A unique strength of our analysis was the ability to nest responses into a larger and more comprehensive evaluation of the natural history of HPV infection. For example, women in this study were primarily recruited from two gynecology practices, which had distinctly different screening policies. We observed that women recruited from the clinic with a practice-wide policy of routine cotesting in women older than 30 years since 2009 were slightly more likely to accept extended intervals than those being screened in the other clinics with less frequent use of cotesting. However, having had one or more HPV tests or being in the clinic with a policy of routine cotesting was not associated with a woman being more comfortable with HPV-only testing, again highlighting a need for more patient education regarding the use and meaning of HPV testing.

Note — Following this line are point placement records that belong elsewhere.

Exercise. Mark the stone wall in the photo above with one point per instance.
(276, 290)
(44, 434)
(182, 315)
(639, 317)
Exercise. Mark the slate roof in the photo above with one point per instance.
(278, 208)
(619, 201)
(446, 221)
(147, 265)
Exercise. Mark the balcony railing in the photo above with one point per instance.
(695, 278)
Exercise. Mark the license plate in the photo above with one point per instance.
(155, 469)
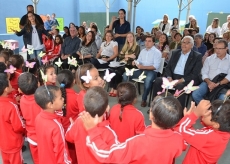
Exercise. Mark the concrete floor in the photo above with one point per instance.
(225, 159)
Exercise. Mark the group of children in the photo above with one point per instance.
(63, 126)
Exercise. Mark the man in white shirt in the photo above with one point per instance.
(225, 26)
(148, 61)
(213, 66)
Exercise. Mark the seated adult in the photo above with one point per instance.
(163, 46)
(202, 48)
(185, 65)
(107, 53)
(226, 25)
(98, 39)
(148, 62)
(69, 47)
(176, 43)
(88, 49)
(213, 66)
(128, 54)
(48, 23)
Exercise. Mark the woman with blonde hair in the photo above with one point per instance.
(164, 25)
(194, 25)
(214, 27)
(128, 54)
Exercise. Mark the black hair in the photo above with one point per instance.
(28, 25)
(95, 27)
(57, 30)
(32, 70)
(166, 111)
(17, 61)
(4, 83)
(223, 41)
(30, 6)
(27, 83)
(45, 95)
(165, 43)
(151, 37)
(221, 114)
(126, 93)
(96, 101)
(65, 79)
(2, 67)
(83, 28)
(44, 69)
(61, 40)
(81, 71)
(92, 40)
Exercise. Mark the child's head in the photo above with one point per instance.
(82, 71)
(2, 67)
(165, 112)
(96, 101)
(66, 80)
(5, 86)
(49, 98)
(27, 83)
(126, 93)
(48, 70)
(34, 69)
(58, 39)
(219, 118)
(17, 61)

A limitation of this cohort is that it is not representative of the general population. Our study participants are older, of higher socioeconomic status, and are in routine screening. Despite this, we believe that the responses from this population are particularly relevant when the aim is to examine the attitudes toward changes in routine screening guidelines, because it is the well-screened women who would be most affected by extension of screening intervals. Moving forward, it will be important to assess whether more diverse or representative populations also express similar attitudes toward screening strategies. We also acknowledge that screening involves a dialog between the patient and health care provider, and we have only provided the patient perspectives. Future studies incorporating both patient and health care provider perspectives will be essential for a complete evaluation of the dynamics of this shared decision-making. In addition, many of the questions were phrased as screening intentions and future behaviors, and it is thus unclear whether these intentions will directly translate to practice. All of the information collected in our questionnaire are self-reported and so are subject to inaccuracies in recall and reporting. Despite these limitations, these data contribute to a significant gap in the evidence regarding patient perceptions of benefits and harms of screening, which have been historically underrepresented in cervical cancer screening guideline development.